Guess what, Foxtel, 50% owned by News Corp and managed by its appointees (Telstra has the other half, it reports its results on Thursday), is now being managed for subscription growth, according to News CEO Robert Thomson, with a solid dose of cost control. Revenue is being sacrificed to keep subscriber numbers rising for both the regular Foxtel offering and the Presto streaming-video joint venture with Seven.

Speaking during a post-results briefing, Thomson said Foxtel had a 5% rise in cable and satellite subscribers in the year to June 30, but the churn (the loss of subscribers that have to be replaced) soared to more than 14% in the year from just under 10% as people who had signed up on a no contract basis, failed to renew. Both Thomson and News CFO Bedi Singh made it clear that Foxtel was being managed to “drive subscriber numbers” and control costs.

“Foxtel will remain focused on increasing subscriptions,” Thomson told the briefing.

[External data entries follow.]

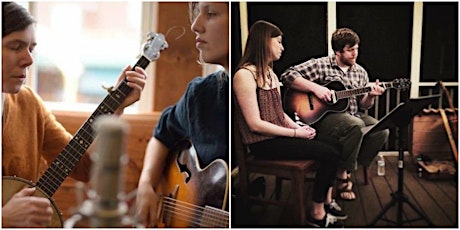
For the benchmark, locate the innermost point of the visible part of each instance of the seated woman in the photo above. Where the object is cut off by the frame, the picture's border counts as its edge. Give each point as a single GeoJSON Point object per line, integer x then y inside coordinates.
{"type": "Point", "coordinates": [268, 131]}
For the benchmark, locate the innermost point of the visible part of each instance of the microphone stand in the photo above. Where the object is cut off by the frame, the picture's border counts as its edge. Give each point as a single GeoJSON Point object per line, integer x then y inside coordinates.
{"type": "Point", "coordinates": [106, 205]}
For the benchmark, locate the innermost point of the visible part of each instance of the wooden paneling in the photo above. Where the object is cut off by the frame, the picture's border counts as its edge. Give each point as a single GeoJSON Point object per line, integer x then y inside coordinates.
{"type": "Point", "coordinates": [141, 128]}
{"type": "Point", "coordinates": [177, 64]}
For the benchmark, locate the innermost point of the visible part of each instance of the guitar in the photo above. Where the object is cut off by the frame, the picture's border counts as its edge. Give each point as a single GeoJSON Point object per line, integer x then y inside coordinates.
{"type": "Point", "coordinates": [191, 196]}
{"type": "Point", "coordinates": [310, 109]}
{"type": "Point", "coordinates": [64, 163]}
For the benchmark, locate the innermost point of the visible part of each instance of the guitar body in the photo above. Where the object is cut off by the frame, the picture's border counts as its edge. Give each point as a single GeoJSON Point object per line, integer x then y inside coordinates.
{"type": "Point", "coordinates": [191, 190]}
{"type": "Point", "coordinates": [309, 107]}
{"type": "Point", "coordinates": [12, 185]}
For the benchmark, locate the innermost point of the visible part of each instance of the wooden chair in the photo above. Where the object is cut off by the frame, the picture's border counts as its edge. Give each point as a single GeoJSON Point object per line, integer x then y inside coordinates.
{"type": "Point", "coordinates": [294, 170]}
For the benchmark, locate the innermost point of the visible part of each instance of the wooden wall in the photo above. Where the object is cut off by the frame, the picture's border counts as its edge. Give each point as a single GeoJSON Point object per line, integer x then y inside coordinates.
{"type": "Point", "coordinates": [174, 70]}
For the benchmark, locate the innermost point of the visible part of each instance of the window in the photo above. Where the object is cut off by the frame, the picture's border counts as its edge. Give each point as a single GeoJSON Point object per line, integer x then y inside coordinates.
{"type": "Point", "coordinates": [82, 46]}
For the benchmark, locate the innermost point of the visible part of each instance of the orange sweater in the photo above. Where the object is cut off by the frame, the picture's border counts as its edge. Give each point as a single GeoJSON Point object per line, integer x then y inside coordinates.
{"type": "Point", "coordinates": [31, 132]}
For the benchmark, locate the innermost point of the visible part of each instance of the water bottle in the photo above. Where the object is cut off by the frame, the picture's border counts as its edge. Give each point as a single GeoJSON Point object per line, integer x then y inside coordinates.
{"type": "Point", "coordinates": [380, 166]}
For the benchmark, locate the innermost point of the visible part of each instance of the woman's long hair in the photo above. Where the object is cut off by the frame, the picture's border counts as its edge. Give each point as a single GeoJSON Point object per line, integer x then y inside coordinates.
{"type": "Point", "coordinates": [257, 49]}
{"type": "Point", "coordinates": [14, 18]}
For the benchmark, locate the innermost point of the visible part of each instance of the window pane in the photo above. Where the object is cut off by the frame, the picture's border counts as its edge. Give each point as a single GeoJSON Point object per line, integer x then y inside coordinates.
{"type": "Point", "coordinates": [82, 45]}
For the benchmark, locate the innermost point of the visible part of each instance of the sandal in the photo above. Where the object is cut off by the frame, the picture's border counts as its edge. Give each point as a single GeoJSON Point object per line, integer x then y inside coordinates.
{"type": "Point", "coordinates": [348, 188]}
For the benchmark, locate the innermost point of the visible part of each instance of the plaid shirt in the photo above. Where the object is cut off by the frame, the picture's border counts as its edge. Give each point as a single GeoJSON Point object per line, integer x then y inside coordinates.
{"type": "Point", "coordinates": [324, 70]}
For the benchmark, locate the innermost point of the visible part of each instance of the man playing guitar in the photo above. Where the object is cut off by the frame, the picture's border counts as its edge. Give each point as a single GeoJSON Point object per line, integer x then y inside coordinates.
{"type": "Point", "coordinates": [310, 77]}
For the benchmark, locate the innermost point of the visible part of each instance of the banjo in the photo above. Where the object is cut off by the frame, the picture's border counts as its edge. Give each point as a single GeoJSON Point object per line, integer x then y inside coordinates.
{"type": "Point", "coordinates": [65, 162]}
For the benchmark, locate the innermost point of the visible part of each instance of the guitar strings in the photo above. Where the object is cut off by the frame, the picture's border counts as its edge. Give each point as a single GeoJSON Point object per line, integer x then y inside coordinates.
{"type": "Point", "coordinates": [185, 211]}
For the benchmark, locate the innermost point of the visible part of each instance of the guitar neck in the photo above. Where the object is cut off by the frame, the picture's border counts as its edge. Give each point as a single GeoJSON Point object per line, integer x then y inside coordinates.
{"type": "Point", "coordinates": [66, 161]}
{"type": "Point", "coordinates": [354, 92]}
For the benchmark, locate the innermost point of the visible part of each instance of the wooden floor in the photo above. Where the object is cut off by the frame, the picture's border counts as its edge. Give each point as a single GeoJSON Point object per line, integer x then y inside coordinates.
{"type": "Point", "coordinates": [437, 199]}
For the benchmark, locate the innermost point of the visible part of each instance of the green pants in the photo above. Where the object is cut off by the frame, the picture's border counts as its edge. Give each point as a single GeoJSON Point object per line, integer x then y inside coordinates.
{"type": "Point", "coordinates": [356, 148]}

News said Foxtel had “more than 2.9 million” subscribers, but again there was no breakdown between cable and satellite subscribers and those subscribing to the Presto streaming video joint venture owned with Seven West Media. News said the average revenue per user (a key metric for subscription TV) fell 3% to US$89 in the year. That underlines how the pay TV operator is being run for subscriber numbers and not earnings and revenue growth.